I'm not convinced that's the right choice.  With that approach, I have
to configure half of IPsec with setkey and half with racoon.conf.
That seems poor.

>>* It's possible for SAD entries to expire (or reach their soft limit)
>>  at a different time in the kernel than they do in racoon (c.f. the
>>  timeout() lossage mention in my racoon PR).
>
>        racoon manages IKE phase 2 timeouts, not kernel SA timeouts.
>        When kernel SA reaches its timeout, a PF_KEY message (EXPIRE) will
>        be transmitted to the userland and userland IKE daemon (racoon) would 
>        notice the lifetime expire.

My point is that you have two places handling the *same* timeout.  It
should be done in *one* place.  I don't particularly care which.

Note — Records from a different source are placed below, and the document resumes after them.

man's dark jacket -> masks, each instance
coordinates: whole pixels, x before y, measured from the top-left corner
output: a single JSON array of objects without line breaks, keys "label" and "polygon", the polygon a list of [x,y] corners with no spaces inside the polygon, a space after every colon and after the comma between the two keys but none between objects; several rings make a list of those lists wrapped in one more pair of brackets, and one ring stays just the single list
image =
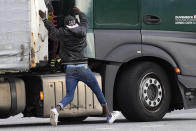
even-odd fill
[{"label": "man's dark jacket", "polygon": [[84,48],[86,47],[88,21],[82,12],[79,13],[79,18],[79,26],[71,29],[66,26],[57,29],[47,19],[44,20],[49,37],[60,42],[60,57],[65,64],[87,62],[87,59],[84,57]]}]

>>       actually, we follow RFC2367.  It is because RFC2367 that we can
>>       run isakmpd at ease on top of KAME-based IPsec kernel.  If we need
>>       to talk about changing it, we need to revise RFC2367, not just by
>>       hacking NetBSD.  If we introduce incompatibility (like "less frequent
>>       ACQUIRE") we'll degreade chances to run other IKE daemons.

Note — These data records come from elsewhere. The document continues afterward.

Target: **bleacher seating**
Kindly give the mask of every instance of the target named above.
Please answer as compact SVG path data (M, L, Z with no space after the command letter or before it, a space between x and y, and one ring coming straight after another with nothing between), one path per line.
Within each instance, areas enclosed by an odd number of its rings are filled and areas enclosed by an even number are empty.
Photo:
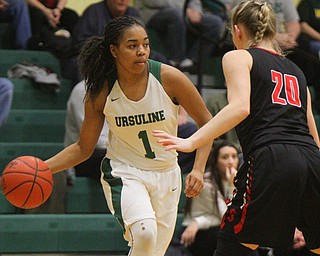
M1 142L62 142L65 110L12 109Z
M1 253L128 252L111 214L1 214Z
M67 192L66 212L110 213L100 182L92 178L76 177Z
M27 79L14 78L11 81L14 84L12 109L66 109L67 100L72 88L70 80L61 80L62 87L59 93L37 89Z
M61 77L60 63L50 52L0 49L0 76L16 63L30 62L49 67ZM21 155L46 159L63 148L66 104L72 89L62 79L59 92L42 91L27 78L11 79L14 84L12 108L0 128L0 172Z
M30 62L50 68L61 76L60 62L50 52L31 50L0 49L0 76L6 76L7 70L14 64Z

The problem with the way ACQUIREs work are:

a) We can get a flood of unusable SAs in bad cases.  This is
   unacceptable.

b) It makes '/use' (as opposed to `/require') almost useless, because
   we'll try to negotiate a new SA for every 10 packets.  This is also
   unacceptable.  We should not be continually trying to renegotiate
   after a failure.  At the very least, this should be based on some
   clock timer, not on a per-packet basis.

>>       None of the above can be handled by userland.  If we do not put
>>       SPD entries into userland, we end up sending every packet to the
>>       userland (like FreeBSD divert socket) so that racoon can check if
>>       the packet makes sense.
>
>        correction: 2nd line should read "SPD entries into kernel".

The point was to have racoon manage the SPD *in the kernel*.